Everybody is, I do believe, his own best critic, and there is hardly any thing unpleasant your family can tell you about yourself that you have not known long before; but it is an added humiliation to see yourself betrayed to the world. For example, it is the exception for the creator of any work which is in reality poor, but which the voice of the people acclaims (and the people are about the poorest critics going), if he does not realise down in his doubting heart, that his stuff is poor stuff. It is that which keeps the human balance, or some of our greatest ones, or rather our noisiest ones, would be inflated to the danger-point. There is a right standard in every heart, even if warped by circumstances, and the excuse, "He knew no better," hardly holds good out of a lunatic asylum.

It is always our humourists who have tackled truth, and who have shown with a laugh that touches perilously near a sob (a little way of humourists!) that a standard of pure unvarnished truth has never been popular in this erring world; at least not since some of out forefathers scalped their brother forefathers, and the ladies and gentlemen who dwelt in caves took their afternoon tea in the shape of a cosy nibble at the bones of their foes. It is not the bones of our foes we nibble in these enlightened days!

It was an immortal humourist who, having discovered that truth is not what we want,—unless like a pill in sugar,—provided the world with a substitute—soft-soap. It is really soft-soap which makes social intercourse so delightfully easy, and we therefore owe our humorous benefactor a heavy debt of gratitude.

Nothing is, however, perfect, and if this blessed discovery has one little defect, it is that, like patent medicine, the more you swallow the more you want; so it occasionally happens that the great ones of this world have finally to have it administered in buckets where once they were grateful for only a sip.

The philosophic mind will discover that society can be quite simply divided into two classes,—one soft-soaps and the other permits itself to be soft-soaped.
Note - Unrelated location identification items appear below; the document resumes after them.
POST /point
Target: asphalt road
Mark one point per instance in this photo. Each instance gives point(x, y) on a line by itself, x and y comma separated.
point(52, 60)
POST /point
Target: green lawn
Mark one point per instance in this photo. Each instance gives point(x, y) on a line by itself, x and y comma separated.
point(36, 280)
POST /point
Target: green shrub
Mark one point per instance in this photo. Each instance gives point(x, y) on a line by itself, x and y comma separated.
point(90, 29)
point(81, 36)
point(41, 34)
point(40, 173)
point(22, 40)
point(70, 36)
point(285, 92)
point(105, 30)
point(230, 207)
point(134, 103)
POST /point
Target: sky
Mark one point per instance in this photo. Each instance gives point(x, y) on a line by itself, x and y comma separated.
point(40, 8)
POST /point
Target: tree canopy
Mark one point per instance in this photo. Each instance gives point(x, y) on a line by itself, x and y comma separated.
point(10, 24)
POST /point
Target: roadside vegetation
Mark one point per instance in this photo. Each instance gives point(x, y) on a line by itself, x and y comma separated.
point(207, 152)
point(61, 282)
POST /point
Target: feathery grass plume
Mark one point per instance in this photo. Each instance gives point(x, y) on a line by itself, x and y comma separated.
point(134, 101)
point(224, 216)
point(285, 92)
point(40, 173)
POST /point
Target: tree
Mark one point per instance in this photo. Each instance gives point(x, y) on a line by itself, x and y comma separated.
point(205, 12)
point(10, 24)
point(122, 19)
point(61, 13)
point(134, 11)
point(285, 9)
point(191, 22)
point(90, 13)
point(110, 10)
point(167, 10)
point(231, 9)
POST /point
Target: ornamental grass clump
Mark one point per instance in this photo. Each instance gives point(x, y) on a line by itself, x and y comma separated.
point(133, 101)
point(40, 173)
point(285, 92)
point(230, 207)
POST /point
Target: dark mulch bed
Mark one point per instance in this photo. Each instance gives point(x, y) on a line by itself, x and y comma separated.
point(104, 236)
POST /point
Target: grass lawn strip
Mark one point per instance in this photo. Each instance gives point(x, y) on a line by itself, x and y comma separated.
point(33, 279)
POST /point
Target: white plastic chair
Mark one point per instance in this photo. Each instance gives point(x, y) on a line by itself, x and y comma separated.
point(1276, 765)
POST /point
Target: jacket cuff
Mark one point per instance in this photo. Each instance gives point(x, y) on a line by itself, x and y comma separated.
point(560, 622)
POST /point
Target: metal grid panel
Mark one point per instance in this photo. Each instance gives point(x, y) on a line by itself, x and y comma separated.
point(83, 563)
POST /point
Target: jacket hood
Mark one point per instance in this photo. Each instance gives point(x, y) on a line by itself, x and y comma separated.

The humourist who invented the precious substitute for truth hardly realised the value of what he did; for had he taken out a patent he would have rivalled in wealth the great Rockefeller himself, who has been so divinely blessed in that other oily article—petroleum.

When soft-soap was invented it was constructed out of the best materials of insincerity, surface enthusiasm, a touch sometimes of covert satire (or it would spoil), and just enough truth to mix the ingredients and make them digest. This is administered in all grades of society with the greatest success, and of it can be said, in the pathetic words of an American advertisement of a preparation of medicine not usually popular with childhood, castor-oil, "Even children cry for it."